# Circuit Improvements to Q2LAL, S2LAL, and SCRL 

Zettaflops, LLC Technical Report ZF012 v2

Erik P. DeBenedictis<br>Zettaflops, LLC<br>Albuquerque, New Mexico, USA<br>August 2, 2022


#### Abstract

This document identifies a circuit optimization for Static 2-Level Adiabatic Logic (S2LAL), Quiet 2-Level Adiabatic Logic (Q2LAL), and with some applicability to SCRL. When these logic families are used to create shift registers, about $\mathbf{3 0 \%}$ of the transistors are redundant. The basic concept is explained, including how to eliminate the redundant transistors and discussion of the effect on simulation and layout.


Keywords-adiabatic computing; reversible computing; CMOS; cryo-CMOS; Static 2-Level Adiabatic Logic; S2LAL; Quiet 2-Level Adiabatic Logic; Q2LAL; Split-rail Charge Recovery Logic

## I. BACKGROUND ON ADIABATIC LOGIC

This document is applicable to at least three existing adiabatic logic families, notably SCRL [1], S2LAL [2], and Q2LAL [3]. Interested readers are referred to the references.

## II. REDUNDANT GATES

The observation is that when these logic families are used to create shift registers, about $30 \%$ of the transistors are redundant. Since shift registers can be used for data storage, which is a fundamental resource, removing the redundant transistors may shrink practical circuits considerably.

The observation and result are illustrated in Fig. 1.
Fig. 1a shows the reversible circuit framework that is the basis of SCRL, S2LAL, and Q2LAL. Structurally, it is like a chain.

Fig. 1 b is the result of taking Fig. 1a and horizontally shifting the bottom row to the right until the rectangular transmission gates line up vertically. The triangular adiabatic amplifiers [4] are then rotated so they all point down. Switches are added. If the switches are in the up position, the circuits in Fig. 1 a and b are the same.

The reader will see that the adiabatic amplifiers on each branch of the switch have the same data input and clock. The output of an adiabatic amplifier is determined solely by its input-i. e. there is no tri-state output whose value is determined by an external source. This opens the possibility that a switch can move between positions without changing the circuit's functional behavior.

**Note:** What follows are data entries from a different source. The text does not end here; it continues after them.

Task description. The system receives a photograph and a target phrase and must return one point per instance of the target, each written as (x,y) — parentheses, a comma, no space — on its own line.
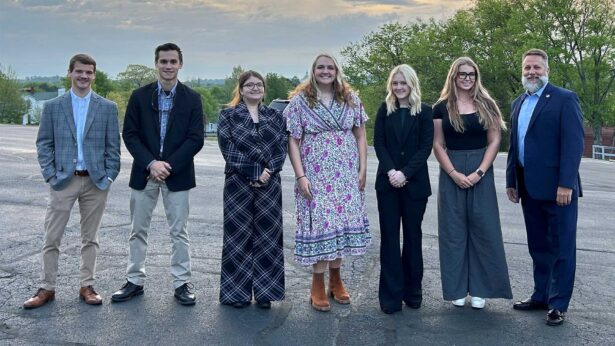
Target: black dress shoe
(127,291)
(555,317)
(241,305)
(263,304)
(530,304)
(413,304)
(184,295)
(390,311)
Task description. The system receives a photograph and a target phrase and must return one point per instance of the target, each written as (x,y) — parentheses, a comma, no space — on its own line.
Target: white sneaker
(459,302)
(478,303)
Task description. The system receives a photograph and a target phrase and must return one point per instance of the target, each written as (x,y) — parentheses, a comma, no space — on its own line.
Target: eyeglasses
(254,85)
(466,75)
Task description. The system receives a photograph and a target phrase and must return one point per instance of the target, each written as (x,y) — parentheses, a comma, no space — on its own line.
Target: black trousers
(401,270)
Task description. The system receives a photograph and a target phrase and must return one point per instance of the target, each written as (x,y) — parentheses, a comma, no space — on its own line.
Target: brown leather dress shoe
(90,296)
(40,298)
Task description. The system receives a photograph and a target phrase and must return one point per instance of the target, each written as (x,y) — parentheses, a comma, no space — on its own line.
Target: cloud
(38,37)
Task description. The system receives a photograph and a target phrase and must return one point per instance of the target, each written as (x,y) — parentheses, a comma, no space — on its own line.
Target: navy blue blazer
(183,140)
(553,145)
(405,149)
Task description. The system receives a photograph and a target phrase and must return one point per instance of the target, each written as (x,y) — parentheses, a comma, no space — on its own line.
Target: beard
(532,87)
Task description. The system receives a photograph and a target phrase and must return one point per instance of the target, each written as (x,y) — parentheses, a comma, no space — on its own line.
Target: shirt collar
(74,96)
(538,92)
(172,93)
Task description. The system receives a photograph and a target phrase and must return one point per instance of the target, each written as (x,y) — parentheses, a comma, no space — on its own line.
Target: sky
(38,37)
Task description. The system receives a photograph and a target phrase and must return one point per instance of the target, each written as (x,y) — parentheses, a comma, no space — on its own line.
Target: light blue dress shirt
(525,114)
(80,113)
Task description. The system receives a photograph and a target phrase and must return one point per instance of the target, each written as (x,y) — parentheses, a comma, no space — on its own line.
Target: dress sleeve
(293,114)
(360,116)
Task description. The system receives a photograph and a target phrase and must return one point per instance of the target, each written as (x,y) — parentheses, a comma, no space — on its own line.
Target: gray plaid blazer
(56,143)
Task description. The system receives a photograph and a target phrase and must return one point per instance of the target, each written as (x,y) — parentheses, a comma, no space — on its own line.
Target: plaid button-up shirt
(165,105)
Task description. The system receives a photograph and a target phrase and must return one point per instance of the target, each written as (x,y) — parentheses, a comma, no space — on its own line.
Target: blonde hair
(489,114)
(243,77)
(342,92)
(414,98)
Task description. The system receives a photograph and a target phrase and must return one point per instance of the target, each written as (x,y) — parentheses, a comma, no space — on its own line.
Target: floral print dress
(334,223)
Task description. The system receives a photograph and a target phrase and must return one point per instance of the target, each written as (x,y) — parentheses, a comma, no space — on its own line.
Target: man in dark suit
(546,144)
(78,148)
(163,131)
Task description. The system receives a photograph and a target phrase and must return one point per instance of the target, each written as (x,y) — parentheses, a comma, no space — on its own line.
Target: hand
(397,179)
(264,177)
(305,188)
(362,179)
(564,196)
(474,178)
(159,171)
(511,192)
(461,180)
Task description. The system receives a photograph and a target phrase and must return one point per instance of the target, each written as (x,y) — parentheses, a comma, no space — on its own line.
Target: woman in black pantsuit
(253,141)
(403,138)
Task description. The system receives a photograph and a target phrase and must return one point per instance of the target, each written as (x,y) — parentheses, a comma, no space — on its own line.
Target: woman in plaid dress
(253,141)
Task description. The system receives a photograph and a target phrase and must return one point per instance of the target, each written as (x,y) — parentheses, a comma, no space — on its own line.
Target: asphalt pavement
(156,319)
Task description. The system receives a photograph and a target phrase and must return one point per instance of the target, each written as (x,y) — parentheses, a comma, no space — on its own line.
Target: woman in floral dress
(328,152)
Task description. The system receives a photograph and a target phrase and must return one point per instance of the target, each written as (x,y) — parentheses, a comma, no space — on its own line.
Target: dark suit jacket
(553,145)
(183,140)
(56,143)
(405,149)
(248,150)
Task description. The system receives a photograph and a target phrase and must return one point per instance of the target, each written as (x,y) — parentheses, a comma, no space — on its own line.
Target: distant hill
(39,79)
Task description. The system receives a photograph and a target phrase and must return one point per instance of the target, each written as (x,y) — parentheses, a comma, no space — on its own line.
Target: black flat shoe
(530,304)
(241,305)
(263,304)
(390,311)
(413,305)
(184,294)
(555,317)
(127,292)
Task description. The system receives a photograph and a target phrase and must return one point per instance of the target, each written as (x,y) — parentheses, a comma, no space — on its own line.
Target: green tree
(12,105)
(120,97)
(278,87)
(102,84)
(211,107)
(580,36)
(136,76)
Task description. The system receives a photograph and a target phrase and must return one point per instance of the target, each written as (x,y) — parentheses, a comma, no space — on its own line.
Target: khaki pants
(92,203)
(176,207)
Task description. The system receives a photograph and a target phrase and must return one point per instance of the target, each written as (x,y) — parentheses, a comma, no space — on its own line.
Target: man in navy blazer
(546,145)
(163,131)
(78,146)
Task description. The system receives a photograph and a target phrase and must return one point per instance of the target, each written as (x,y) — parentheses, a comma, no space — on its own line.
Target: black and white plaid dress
(252,253)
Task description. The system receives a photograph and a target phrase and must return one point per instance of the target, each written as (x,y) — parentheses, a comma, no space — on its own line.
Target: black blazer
(405,149)
(248,149)
(183,140)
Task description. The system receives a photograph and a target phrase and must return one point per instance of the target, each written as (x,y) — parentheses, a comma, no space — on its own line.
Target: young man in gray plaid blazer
(78,148)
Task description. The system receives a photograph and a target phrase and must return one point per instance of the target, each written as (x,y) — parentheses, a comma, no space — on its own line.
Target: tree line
(578,35)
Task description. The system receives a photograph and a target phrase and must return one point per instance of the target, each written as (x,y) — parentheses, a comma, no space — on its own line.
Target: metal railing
(603,152)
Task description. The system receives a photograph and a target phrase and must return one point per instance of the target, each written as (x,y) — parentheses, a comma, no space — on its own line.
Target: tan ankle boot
(336,287)
(318,296)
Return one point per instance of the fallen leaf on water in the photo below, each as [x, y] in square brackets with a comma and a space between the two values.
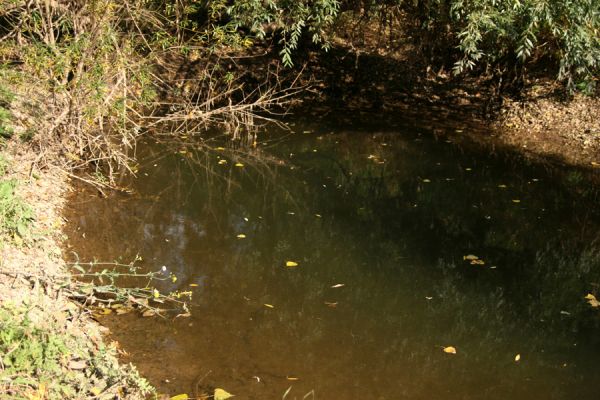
[221, 394]
[80, 364]
[592, 301]
[450, 350]
[96, 391]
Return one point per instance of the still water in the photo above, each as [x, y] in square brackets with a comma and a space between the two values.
[384, 225]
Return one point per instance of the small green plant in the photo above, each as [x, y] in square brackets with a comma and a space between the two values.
[15, 215]
[3, 165]
[42, 358]
[6, 131]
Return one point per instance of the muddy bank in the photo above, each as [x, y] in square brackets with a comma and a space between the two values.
[76, 363]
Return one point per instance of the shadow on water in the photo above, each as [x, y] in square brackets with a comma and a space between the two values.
[380, 222]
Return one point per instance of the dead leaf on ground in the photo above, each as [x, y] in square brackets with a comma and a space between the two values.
[450, 350]
[592, 301]
[221, 394]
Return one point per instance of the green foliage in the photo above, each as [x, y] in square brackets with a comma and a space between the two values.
[15, 215]
[473, 34]
[491, 31]
[292, 18]
[6, 97]
[41, 358]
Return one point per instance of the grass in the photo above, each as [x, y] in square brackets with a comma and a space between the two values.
[42, 359]
[15, 215]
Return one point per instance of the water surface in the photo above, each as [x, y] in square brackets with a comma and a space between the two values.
[382, 224]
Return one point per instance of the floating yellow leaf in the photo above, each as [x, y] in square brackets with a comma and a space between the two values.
[592, 301]
[450, 350]
[221, 394]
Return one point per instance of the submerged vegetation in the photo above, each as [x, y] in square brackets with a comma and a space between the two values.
[82, 81]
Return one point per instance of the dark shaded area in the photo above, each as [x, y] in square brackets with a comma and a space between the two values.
[390, 213]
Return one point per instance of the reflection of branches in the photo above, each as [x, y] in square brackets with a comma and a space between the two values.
[218, 98]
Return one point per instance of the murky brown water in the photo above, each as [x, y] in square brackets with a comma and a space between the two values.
[389, 215]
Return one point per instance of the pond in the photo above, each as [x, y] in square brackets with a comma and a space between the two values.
[426, 269]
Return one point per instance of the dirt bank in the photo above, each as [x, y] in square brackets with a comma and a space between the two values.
[52, 348]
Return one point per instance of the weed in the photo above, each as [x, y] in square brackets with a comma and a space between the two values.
[41, 358]
[15, 215]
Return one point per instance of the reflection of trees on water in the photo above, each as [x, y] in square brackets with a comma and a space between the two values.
[394, 233]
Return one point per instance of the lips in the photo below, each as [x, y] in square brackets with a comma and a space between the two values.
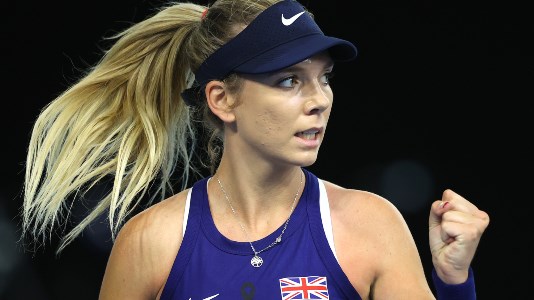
[310, 134]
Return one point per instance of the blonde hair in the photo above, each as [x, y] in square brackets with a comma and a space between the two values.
[125, 120]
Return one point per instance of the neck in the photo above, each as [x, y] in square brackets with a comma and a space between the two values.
[260, 207]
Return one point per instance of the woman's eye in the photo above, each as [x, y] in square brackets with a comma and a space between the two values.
[288, 82]
[327, 77]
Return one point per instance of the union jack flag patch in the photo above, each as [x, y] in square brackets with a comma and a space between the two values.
[310, 287]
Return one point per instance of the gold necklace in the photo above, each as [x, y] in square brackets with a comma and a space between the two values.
[257, 261]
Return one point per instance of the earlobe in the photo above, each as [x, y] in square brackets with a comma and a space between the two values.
[219, 100]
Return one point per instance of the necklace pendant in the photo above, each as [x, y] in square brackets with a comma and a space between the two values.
[256, 261]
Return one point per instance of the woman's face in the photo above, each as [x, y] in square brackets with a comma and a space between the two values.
[282, 116]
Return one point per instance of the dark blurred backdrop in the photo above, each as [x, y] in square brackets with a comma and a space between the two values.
[439, 97]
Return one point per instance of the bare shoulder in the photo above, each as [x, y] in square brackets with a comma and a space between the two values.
[360, 206]
[151, 239]
[374, 245]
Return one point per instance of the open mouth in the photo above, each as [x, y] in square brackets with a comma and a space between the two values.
[308, 134]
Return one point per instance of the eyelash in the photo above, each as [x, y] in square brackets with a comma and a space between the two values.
[328, 75]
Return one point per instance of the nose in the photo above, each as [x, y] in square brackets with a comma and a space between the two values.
[319, 98]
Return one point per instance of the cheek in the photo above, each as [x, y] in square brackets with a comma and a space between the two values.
[270, 122]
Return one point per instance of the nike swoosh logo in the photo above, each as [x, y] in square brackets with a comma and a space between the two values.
[290, 21]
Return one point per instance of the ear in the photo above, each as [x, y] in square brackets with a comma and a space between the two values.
[219, 101]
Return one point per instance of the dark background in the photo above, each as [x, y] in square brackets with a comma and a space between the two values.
[439, 97]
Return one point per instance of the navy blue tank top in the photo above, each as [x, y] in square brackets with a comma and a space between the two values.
[303, 266]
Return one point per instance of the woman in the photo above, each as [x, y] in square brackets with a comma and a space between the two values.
[260, 226]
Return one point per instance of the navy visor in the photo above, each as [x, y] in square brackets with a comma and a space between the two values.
[279, 37]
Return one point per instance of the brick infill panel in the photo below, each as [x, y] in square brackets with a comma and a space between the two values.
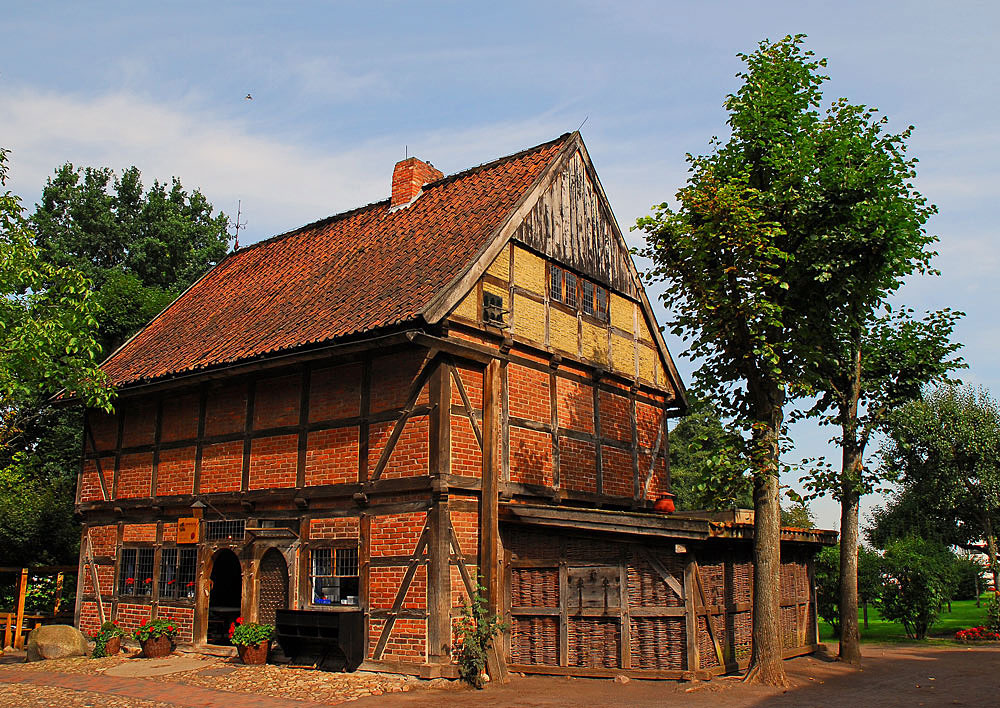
[165, 692]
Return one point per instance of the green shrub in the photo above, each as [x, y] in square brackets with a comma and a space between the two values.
[249, 634]
[476, 629]
[917, 578]
[107, 631]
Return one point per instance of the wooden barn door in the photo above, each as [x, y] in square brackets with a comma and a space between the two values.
[272, 584]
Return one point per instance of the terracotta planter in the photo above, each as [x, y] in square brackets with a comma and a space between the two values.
[155, 647]
[113, 646]
[664, 505]
[255, 653]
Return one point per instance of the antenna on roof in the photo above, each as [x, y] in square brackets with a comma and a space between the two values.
[239, 224]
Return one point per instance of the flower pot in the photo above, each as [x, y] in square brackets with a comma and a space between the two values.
[155, 647]
[664, 505]
[113, 646]
[253, 653]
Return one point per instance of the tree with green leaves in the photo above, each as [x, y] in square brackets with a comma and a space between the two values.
[771, 243]
[872, 368]
[945, 449]
[137, 249]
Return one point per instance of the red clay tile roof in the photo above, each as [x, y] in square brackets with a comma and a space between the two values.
[362, 270]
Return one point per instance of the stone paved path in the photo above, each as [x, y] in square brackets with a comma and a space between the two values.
[146, 690]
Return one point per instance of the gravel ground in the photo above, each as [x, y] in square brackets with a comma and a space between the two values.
[28, 696]
[301, 684]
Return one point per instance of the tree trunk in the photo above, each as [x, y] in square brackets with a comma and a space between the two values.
[850, 635]
[991, 552]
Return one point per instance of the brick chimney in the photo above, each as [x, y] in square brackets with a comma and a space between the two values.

For the possibility to be realized, the adiabatic amplifiers must have the same function and operate on the same data. For example, if $\mathrm{F}_{5}$ was an NAND function while $\mathrm{R}_{3}$ was the XOR
function, the output voltages would differ at times, resulting in an electrical short circuit and different functional behavior. If the circuit is a shift register, the F's and R's are either all inverters (SCRL) or all non-inverting buffers (S2LAL and Q2LAL). Hence flipping the switch will not affect a shift register.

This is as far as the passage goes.